The Maldives has a growing reputation for some of the world’s most accessible surfing and Niyama is one of the few islands to have a break which doesn’t require a boat to reach (although plenty more breaks are just a short boat ride away). This means surfing can be free of charge, which is far from the case at other Maldivian “surf resorts”. Boards are available to rent (reasonably) and conditions are ideal for intermediates and advanced surfers while beginners can also learn there. The Surf Shack team made it easy to keep up to speed with WhatsApp updates on conditions and planned visits to other breaks.

As for the children, I am embarrassed to say that I had no idea how good our own product was going to be. Forget everything you think you know about hotel kids’ clubs when you think about Explorers – this is no supervised playroom. The (complimentary) Voyagers program was phenomenal, combining dolphin spotting trips with junior spa treatments, lessons in coral conservation from a marine biologist, mocktail making, stand-up paddleboarding and octopus spotting in the underwater nightclub. Our daughters made great friends to share in the excitement and whole families followed their lead and got together around the pool and the dining table.

As a destination, the other thing that came as a surprise was the wildlife. Even before donning a mask and scuba tank, we logged regular sightings of giant hermit crabs, turtles, dolphins, huge fruit bats and myriad birdlife.

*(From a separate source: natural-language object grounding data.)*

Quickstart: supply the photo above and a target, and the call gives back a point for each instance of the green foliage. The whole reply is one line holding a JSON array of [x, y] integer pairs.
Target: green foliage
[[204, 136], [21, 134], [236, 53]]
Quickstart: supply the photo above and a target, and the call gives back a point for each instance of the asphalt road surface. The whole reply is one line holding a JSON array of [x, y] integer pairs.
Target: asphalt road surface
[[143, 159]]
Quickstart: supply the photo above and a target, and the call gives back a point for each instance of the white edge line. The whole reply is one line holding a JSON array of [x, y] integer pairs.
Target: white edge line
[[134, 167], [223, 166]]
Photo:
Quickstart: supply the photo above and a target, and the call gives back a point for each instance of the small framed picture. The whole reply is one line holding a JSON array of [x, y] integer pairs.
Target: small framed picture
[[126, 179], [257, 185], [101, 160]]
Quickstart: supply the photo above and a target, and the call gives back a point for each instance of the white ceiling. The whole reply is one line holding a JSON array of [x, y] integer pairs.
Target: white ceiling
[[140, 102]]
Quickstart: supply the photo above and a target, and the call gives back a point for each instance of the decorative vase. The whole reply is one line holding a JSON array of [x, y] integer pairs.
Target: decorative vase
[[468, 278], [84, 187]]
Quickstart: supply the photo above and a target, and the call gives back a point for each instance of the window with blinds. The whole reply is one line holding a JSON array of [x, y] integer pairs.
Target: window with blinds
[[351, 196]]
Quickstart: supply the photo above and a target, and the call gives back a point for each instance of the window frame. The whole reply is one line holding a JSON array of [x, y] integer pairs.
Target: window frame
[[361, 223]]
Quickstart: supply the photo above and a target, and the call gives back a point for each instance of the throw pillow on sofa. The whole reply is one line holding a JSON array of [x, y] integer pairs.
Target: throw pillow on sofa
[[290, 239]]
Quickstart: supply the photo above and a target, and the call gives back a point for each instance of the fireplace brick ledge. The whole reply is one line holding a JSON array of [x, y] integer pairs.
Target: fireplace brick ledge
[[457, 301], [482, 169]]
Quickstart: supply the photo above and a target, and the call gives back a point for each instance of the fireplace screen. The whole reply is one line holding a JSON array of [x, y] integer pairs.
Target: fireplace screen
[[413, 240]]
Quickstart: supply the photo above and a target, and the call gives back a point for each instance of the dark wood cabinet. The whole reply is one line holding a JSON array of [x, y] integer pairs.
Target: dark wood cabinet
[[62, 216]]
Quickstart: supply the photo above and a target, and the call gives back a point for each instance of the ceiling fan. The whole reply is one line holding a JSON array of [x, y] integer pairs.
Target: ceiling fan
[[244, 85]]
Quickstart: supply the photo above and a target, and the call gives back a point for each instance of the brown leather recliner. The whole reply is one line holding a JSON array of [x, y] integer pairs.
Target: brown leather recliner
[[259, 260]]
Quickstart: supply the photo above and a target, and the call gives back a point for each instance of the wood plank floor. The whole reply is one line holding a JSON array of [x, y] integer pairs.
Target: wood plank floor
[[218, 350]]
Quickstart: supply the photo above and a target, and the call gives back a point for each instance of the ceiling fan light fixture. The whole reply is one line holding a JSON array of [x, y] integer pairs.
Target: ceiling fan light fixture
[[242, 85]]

It was expensive, it was delightful but was it perfect? Having been fortunate enough to experience some of the world’s best hotels and resorts, I realised some time ago that the problem with perfection in vacations is that it is personal, subjective and also requires an element of surprise to truly tick all of the boxes. The journey from London was pretty arduous for a family – but then the best places are rarely the easiest ones to reach – the waves were smaller than I had hoped, the coral reefs are damaged, an over-seasoned steak left me pretty thirsty and, for a former backpacker with a penchant for independence, the personal butler service could be a little over-bearing. So no, it wasn’t perfect, but for a beach vacation, it was the closest thing I have found to it yet.